The problem was “driven by years of enrollment losses,” Forbes reported in February. “Last fall, it enrolled 2,919 students, a 7.7% decrease from the previous year.” In the last five years, nearly half have left without graduating, the magazine added.
“Henderson does not have sufficient financial reserves due to years of deficit spending and has been unable to recover financially despite a $6 million advance from the State of Arkansas in July 2019,” a Frequently Asked Questions page posted by the university stated.
Arkansas Gov. Asa Hutchinson and Secretary of Education Johnny Key expressed support for the university’s “academic reorganization” in a July 7 news release.

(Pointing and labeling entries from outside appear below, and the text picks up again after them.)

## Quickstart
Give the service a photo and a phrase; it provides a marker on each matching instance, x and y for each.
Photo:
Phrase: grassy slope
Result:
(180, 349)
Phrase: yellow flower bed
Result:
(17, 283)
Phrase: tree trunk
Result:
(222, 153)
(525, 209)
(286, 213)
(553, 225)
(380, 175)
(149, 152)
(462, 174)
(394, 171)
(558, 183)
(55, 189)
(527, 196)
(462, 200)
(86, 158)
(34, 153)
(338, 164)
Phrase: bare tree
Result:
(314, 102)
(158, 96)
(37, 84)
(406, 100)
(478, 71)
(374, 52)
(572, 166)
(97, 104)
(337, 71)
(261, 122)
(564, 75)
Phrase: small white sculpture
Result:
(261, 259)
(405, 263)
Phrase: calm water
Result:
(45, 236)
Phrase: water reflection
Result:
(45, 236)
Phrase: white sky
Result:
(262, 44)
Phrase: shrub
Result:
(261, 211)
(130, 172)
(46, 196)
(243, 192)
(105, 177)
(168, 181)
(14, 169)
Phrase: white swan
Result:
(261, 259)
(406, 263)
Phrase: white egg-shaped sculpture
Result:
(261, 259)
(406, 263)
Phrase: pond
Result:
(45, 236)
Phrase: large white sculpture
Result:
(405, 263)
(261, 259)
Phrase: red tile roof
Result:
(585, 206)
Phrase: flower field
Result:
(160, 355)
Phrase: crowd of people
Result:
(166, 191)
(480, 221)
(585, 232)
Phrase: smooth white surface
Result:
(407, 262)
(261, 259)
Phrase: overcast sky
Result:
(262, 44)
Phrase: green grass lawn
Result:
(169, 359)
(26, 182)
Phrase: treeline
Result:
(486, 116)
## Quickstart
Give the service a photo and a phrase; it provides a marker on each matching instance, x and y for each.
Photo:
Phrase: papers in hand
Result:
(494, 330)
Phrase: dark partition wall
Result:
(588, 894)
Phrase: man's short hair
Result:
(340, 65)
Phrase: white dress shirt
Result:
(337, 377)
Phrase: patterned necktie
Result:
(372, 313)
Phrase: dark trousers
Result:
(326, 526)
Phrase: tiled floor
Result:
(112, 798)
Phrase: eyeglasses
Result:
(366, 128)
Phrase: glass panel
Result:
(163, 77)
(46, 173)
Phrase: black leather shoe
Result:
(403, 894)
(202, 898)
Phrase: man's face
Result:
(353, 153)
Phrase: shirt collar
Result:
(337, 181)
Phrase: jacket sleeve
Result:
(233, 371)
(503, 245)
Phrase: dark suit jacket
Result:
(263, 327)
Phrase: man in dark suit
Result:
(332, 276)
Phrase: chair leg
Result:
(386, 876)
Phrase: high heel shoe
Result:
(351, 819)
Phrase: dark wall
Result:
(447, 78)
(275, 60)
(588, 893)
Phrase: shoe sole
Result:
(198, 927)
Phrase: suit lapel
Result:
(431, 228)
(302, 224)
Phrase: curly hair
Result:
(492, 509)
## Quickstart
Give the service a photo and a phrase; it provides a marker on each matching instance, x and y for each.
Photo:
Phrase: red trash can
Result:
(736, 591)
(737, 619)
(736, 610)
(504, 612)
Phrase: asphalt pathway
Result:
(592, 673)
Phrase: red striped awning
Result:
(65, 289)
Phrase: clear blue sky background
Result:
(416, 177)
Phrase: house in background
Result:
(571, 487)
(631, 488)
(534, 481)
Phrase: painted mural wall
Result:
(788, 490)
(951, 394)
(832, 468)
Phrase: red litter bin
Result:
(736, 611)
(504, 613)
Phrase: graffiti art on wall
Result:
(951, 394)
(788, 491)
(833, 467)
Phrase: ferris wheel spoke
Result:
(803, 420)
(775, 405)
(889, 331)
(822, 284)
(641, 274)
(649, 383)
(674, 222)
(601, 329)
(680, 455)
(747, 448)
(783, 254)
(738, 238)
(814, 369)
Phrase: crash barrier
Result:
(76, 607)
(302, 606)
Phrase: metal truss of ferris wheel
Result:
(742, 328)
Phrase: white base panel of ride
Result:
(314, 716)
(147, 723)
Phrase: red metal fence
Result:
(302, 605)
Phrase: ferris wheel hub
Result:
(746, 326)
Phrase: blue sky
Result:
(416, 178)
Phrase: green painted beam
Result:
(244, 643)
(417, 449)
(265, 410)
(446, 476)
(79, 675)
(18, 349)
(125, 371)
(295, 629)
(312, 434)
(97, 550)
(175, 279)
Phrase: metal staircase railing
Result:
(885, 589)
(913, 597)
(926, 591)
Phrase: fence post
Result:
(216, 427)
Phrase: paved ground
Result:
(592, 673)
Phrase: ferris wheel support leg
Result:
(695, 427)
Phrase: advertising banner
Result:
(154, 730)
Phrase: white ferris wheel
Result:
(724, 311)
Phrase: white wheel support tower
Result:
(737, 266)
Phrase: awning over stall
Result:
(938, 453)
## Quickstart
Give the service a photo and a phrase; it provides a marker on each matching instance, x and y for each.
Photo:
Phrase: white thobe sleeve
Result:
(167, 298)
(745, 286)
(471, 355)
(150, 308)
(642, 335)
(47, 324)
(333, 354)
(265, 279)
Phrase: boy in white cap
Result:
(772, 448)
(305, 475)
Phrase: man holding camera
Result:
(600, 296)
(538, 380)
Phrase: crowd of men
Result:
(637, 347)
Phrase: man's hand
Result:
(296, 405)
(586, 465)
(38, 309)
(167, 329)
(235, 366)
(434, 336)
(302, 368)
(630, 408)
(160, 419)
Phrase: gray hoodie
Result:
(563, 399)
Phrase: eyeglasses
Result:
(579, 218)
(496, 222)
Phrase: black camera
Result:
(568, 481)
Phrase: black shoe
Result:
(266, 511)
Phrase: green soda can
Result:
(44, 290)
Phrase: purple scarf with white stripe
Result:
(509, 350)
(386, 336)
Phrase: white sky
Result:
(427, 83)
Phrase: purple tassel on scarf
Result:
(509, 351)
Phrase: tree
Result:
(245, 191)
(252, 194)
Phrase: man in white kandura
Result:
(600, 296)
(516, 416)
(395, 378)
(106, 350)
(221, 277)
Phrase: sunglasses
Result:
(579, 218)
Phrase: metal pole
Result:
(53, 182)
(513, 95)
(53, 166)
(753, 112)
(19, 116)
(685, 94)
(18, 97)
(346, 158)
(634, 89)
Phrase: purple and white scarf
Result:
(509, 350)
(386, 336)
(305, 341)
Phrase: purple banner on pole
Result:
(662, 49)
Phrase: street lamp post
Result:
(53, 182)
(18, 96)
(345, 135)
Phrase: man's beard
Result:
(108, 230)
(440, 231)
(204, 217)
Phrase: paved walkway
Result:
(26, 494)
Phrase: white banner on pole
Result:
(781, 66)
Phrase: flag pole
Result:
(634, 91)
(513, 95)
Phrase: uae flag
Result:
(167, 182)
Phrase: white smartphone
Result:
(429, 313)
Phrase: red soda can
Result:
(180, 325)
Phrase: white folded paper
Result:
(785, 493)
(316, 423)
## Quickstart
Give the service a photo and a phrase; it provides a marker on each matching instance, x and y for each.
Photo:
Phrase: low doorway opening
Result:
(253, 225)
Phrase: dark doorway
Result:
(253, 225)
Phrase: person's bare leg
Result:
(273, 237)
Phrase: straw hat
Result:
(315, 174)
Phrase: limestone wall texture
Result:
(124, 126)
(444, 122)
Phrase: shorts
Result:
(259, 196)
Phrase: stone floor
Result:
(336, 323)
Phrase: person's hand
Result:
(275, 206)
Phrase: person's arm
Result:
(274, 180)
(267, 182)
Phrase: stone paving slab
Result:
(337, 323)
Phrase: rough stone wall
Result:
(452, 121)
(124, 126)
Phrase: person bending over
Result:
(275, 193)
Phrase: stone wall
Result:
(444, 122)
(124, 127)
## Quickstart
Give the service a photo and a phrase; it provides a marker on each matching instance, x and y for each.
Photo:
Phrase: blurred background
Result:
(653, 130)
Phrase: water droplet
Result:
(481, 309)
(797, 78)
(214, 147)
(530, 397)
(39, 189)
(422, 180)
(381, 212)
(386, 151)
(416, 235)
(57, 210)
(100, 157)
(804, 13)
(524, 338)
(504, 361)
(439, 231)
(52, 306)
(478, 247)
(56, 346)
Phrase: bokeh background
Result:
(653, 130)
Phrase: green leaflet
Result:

“Henderson leadership has worked hard to right the ship,” Hutchinson stated. “Tough decisions have been made that were not easy and were painful, but necessary for the survival of Henderson. We all want to see Henderson succeed.”
The Arkansas State University Board of Trustees certified Henderson’s self-evaluation of “financial exigency” on March 28 and released a statement to the campus community. The American Association of University Professors defines “financial exigency” as “an imminent financial crisis which threatens the survival of the institution as a whole.”
“Our financial situation requires that we make significant changes to establish a financial flooring that will sustain Henderson’s educational mission for future generations,” the university stated.
Fired instructor says university left employees in the dark
Carly Cate, a humanities instructor let go during the layoffs, told The College Fix via email that “we were given very few concrete details as a faculty during this process.”
“I served on [the] Faculty Senate, who should presumably have had some inside knowledge[,] and even we did not know the extent of the layoffs or ‘restructuring’ [Chancellor Charles Ambrose] and others had in mind,” Cate wrote.
She continued to explain that while it was common knowledge among faculty that Henderson State was in dire financial straits, she had “no clue” that mass layoffs were on the table until the day all 67 professors, including her, were terminated.
Cate noted that furloughs and pay cuts preceded the layoffs. However, “were we given any autonomy in this process, many (including me) would have entertained another pay cut just to keep going,” she said.
However, Hall, the administrator, told The Fix that professors with tenure were notified in advance of their layoffs.
“The faculty handbook outlines the process and steps for review of academic programs and positions under a declaration of financial exigency,” Hall told The Fix.
“Based on the faculty handbook process, tenured faculty members whose positions were impacted by financial exigency receive a year’s notice of their position ending,” she wrote in her email.
The process occurred over just a few months, beginning with the February declaration of “financial exigency” by university officials.
The Higher Learning Commission assigned a “Financial Distress Designation” to the university on March 15.
“A Financial Distress Designation is a consumer protection mechanism meant to apprise the public that current conditions at an accredited college or university raise serious concerns about its resource base to support its educational programs per HLC’s Criteria for Accreditation,” according to the accrediting agency.